SC judgment was Criticized by various Jurists because of taking care about individual rights more than national interest. Religion Should not be given preference over the national interests. As observed in Donald Vs Board of Education, Hamilton, “a command to join flag salute or singing of national Anthem would be a Command not to Join in any enforced religious exercise but to Pay respect to a nation and Country which stands for religious freedom.”

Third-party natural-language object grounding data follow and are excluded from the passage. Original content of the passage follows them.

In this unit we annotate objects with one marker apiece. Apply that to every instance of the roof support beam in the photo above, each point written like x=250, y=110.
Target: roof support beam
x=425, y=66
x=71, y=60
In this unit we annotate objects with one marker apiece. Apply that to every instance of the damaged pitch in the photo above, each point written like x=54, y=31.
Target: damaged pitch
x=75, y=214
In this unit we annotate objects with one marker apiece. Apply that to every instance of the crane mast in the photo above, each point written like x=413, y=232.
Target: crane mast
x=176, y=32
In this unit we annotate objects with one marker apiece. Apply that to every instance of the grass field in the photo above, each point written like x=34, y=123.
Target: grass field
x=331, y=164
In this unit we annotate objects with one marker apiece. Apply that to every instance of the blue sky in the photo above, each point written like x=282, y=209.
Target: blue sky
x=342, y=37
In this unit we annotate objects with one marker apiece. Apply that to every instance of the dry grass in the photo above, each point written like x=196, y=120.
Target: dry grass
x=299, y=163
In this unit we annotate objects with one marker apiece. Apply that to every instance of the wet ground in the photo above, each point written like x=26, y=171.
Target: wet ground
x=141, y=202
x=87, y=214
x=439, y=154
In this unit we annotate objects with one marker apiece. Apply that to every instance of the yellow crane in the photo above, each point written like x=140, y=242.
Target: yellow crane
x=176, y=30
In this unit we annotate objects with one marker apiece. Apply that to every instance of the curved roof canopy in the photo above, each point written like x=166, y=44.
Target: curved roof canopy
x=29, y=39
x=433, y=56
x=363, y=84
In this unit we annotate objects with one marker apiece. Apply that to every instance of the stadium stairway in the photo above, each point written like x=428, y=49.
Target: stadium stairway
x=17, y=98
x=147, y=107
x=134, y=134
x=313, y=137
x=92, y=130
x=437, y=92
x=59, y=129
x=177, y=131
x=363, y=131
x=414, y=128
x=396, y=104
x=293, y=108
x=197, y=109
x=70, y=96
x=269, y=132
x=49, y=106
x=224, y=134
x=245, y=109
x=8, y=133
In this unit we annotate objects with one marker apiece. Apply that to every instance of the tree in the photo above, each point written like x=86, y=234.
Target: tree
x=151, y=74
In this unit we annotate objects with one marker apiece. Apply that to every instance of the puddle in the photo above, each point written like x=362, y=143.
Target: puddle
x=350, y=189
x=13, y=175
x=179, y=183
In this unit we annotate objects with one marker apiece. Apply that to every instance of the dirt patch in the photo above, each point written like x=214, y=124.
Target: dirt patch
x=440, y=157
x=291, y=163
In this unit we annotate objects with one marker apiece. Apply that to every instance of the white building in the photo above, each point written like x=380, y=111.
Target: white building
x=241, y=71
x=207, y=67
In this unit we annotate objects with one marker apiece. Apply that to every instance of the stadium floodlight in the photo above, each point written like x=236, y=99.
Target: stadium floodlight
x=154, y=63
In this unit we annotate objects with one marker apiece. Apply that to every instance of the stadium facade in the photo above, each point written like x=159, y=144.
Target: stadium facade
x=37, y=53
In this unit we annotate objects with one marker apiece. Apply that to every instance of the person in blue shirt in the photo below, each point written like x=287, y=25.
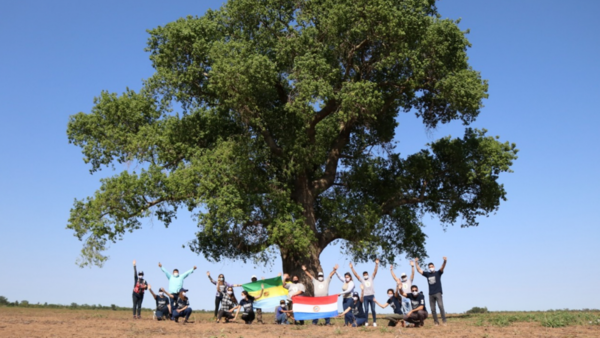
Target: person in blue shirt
x=395, y=301
x=175, y=281
x=139, y=286
x=434, y=279
x=282, y=314
x=355, y=314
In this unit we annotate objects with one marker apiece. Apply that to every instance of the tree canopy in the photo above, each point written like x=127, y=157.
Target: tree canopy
x=274, y=122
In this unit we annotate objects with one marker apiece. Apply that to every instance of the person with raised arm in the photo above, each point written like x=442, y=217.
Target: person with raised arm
x=418, y=312
x=369, y=288
x=175, y=281
x=163, y=305
x=139, y=286
x=347, y=289
x=355, y=315
x=182, y=306
x=395, y=301
x=321, y=287
x=295, y=288
x=434, y=278
x=246, y=305
x=406, y=284
x=228, y=305
x=221, y=286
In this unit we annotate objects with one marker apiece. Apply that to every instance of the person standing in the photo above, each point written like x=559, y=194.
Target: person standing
x=369, y=291
x=418, y=312
x=434, y=278
x=163, y=306
x=394, y=300
x=175, y=281
x=406, y=284
x=347, y=289
x=139, y=286
x=222, y=285
x=321, y=287
x=295, y=288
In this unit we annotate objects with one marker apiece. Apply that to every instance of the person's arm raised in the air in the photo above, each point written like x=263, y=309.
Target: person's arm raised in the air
x=165, y=271
x=376, y=266
x=354, y=272
x=393, y=274
x=166, y=293
x=417, y=266
x=362, y=293
x=262, y=291
x=189, y=272
x=152, y=292
x=443, y=265
x=334, y=271
x=381, y=306
x=306, y=272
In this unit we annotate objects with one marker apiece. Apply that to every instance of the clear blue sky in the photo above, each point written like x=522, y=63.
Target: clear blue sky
x=538, y=252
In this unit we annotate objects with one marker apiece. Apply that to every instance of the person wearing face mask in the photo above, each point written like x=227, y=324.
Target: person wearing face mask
x=139, y=286
x=247, y=305
x=434, y=279
x=182, y=308
x=163, y=306
x=321, y=287
x=221, y=286
x=355, y=315
x=406, y=284
x=418, y=312
x=295, y=288
x=175, y=281
x=347, y=289
x=282, y=314
x=369, y=288
x=394, y=300
x=228, y=305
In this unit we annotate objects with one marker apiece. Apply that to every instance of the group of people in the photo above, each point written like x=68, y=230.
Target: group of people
x=405, y=299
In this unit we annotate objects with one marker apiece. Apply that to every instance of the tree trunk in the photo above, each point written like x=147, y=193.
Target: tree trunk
x=292, y=265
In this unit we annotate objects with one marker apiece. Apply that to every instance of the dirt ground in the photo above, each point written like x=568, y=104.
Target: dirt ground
x=36, y=322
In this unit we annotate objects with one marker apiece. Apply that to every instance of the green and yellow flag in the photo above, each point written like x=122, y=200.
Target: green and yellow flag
x=274, y=292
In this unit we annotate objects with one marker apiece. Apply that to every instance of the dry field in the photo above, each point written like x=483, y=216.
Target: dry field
x=39, y=322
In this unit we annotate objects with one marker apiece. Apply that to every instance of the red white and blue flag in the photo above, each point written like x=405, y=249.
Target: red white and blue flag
x=306, y=308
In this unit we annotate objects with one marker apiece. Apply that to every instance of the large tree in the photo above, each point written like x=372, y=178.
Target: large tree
x=274, y=122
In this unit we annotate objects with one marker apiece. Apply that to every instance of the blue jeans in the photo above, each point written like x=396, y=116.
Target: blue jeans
x=316, y=321
x=281, y=318
x=406, y=306
x=369, y=300
x=185, y=313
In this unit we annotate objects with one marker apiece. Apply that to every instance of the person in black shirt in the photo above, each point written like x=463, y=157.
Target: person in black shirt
x=395, y=301
x=434, y=278
x=247, y=305
x=183, y=308
x=163, y=306
x=418, y=314
x=139, y=286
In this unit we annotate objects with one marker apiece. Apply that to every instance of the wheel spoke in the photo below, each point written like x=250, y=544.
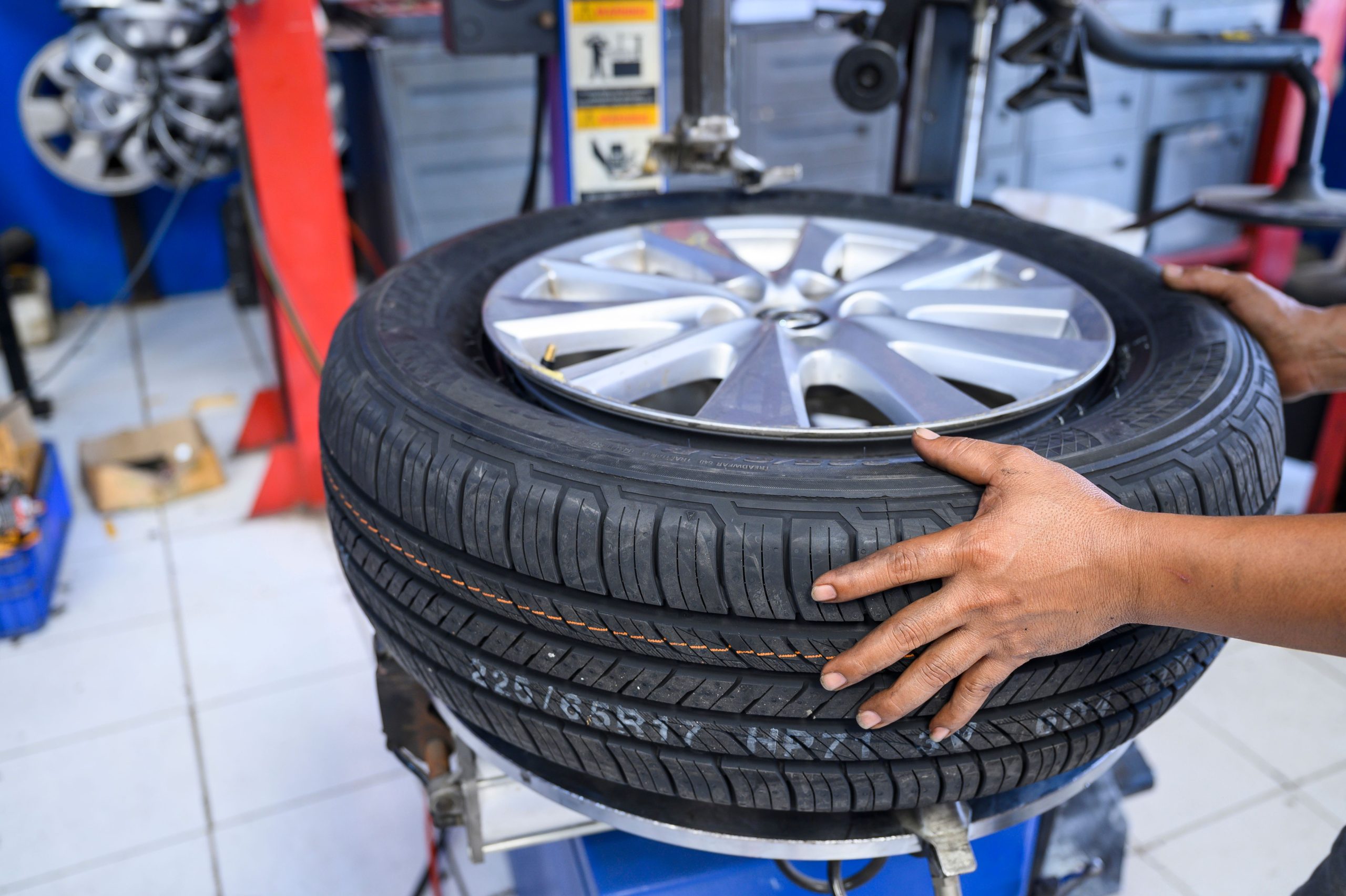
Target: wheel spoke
x=762, y=389
x=705, y=353
x=1038, y=311
x=696, y=249
x=46, y=116
x=1013, y=364
x=943, y=261
x=727, y=323
x=85, y=158
x=811, y=252
x=578, y=280
x=590, y=326
x=862, y=362
x=54, y=68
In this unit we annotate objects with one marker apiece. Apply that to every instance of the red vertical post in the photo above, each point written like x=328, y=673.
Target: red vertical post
x=1274, y=248
x=283, y=93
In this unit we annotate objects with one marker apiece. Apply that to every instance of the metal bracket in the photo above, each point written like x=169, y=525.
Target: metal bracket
x=417, y=736
x=943, y=829
x=703, y=140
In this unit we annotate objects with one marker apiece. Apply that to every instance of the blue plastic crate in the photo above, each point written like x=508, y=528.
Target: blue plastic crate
x=29, y=576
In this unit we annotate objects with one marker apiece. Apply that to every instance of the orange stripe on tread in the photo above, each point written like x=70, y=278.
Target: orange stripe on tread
x=542, y=613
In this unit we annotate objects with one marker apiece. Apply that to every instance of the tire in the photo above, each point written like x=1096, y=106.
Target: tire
x=628, y=608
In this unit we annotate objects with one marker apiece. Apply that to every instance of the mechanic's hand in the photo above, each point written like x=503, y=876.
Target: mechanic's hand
x=1046, y=565
x=1306, y=345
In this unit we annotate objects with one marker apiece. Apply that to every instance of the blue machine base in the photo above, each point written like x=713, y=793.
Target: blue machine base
x=618, y=864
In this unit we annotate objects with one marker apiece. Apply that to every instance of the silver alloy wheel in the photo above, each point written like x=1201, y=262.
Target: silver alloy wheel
x=112, y=163
x=797, y=328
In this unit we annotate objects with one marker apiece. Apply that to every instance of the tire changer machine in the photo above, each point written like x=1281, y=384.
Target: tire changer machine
x=1060, y=836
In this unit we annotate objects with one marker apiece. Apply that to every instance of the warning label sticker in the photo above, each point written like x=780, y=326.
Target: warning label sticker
x=614, y=89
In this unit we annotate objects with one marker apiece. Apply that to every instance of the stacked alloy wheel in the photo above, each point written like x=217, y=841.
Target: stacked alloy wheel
x=583, y=467
x=139, y=92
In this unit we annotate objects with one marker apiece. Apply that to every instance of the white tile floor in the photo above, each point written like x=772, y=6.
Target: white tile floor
x=198, y=716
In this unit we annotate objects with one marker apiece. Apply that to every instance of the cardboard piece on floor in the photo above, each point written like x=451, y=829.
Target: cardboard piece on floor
x=148, y=467
x=21, y=447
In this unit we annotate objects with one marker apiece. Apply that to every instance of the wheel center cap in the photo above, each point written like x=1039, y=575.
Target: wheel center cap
x=796, y=319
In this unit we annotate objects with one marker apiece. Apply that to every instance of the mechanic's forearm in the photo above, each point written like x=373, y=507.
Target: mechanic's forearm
x=1328, y=365
x=1279, y=581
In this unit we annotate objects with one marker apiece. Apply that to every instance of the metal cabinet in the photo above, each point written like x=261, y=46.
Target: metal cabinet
x=458, y=127
x=457, y=135
x=1153, y=138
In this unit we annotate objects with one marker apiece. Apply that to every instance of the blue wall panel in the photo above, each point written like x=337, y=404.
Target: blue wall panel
x=77, y=233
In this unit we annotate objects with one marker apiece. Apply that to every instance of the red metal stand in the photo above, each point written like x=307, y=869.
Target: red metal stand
x=1329, y=458
x=283, y=92
x=1274, y=248
x=267, y=423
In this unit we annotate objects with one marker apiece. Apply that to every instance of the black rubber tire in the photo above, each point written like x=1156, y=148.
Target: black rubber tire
x=633, y=610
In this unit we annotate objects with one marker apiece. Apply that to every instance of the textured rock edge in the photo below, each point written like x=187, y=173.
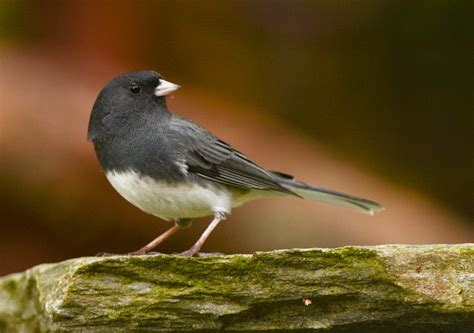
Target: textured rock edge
x=390, y=287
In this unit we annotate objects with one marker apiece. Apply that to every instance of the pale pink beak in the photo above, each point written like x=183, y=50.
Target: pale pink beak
x=165, y=88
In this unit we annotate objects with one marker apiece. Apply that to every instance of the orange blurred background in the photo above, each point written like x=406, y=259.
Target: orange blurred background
x=372, y=98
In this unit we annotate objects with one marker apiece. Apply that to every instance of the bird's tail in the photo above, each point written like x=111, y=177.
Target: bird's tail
x=311, y=192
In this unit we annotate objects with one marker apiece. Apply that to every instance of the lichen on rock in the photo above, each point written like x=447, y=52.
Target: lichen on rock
x=391, y=288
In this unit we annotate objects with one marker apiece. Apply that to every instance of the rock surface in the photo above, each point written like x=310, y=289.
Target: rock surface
x=391, y=288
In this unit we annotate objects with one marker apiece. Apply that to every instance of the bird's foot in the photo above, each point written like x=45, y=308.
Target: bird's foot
x=140, y=252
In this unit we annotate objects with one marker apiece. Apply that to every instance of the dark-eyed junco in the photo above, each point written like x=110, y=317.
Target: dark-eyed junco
x=176, y=170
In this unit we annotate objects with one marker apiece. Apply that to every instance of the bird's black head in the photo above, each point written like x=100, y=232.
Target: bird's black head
x=129, y=95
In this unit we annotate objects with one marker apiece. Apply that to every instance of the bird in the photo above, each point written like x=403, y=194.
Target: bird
x=178, y=171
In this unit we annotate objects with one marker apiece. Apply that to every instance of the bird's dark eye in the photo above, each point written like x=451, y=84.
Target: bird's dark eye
x=135, y=88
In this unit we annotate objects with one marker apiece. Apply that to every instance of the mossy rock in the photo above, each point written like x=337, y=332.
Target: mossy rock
x=392, y=288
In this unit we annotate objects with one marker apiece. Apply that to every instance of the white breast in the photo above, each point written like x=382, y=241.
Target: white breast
x=183, y=200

Held : The apex court decided in favour of those students against school anthontins on the ground of violating A-19 (1)(a) freedom of speech expression and A-25.
- Conclusion
India has been inherently secular and still tries to follow the footsteps of its ancient past to maintain cultural and religious freedom and the western principle of secularism is of no actual relevance to India, but the presence of the word “Secular” is a great ideal to be included, it underlines the commitment of Indians to diversity. The criticism of the Essential Practice test may have some substance but given the vast diversity in India in terms of religion, it is necessary for the courts to adjudicate matters of controversy as they may turn into greater disasters if just left to the people to decide. However, this test should be applied only when there is grave apprehension of violation of the restrictions prescribed and not deal with minute dictations of relevance of practices of particular religions. The courts have upheld vehemently the autonomy of the religious institutions in their establishment and management and even the state has not dived too much into micromanaging the religious practices but may have some interest in the commercial side of it for varied reasons. The boundaries established by the State, Judiciary and the people at large and the sense of camaraderie makes India, a unique and successful example of “unity in diversity” and nourish democracy in difficult circumstances too.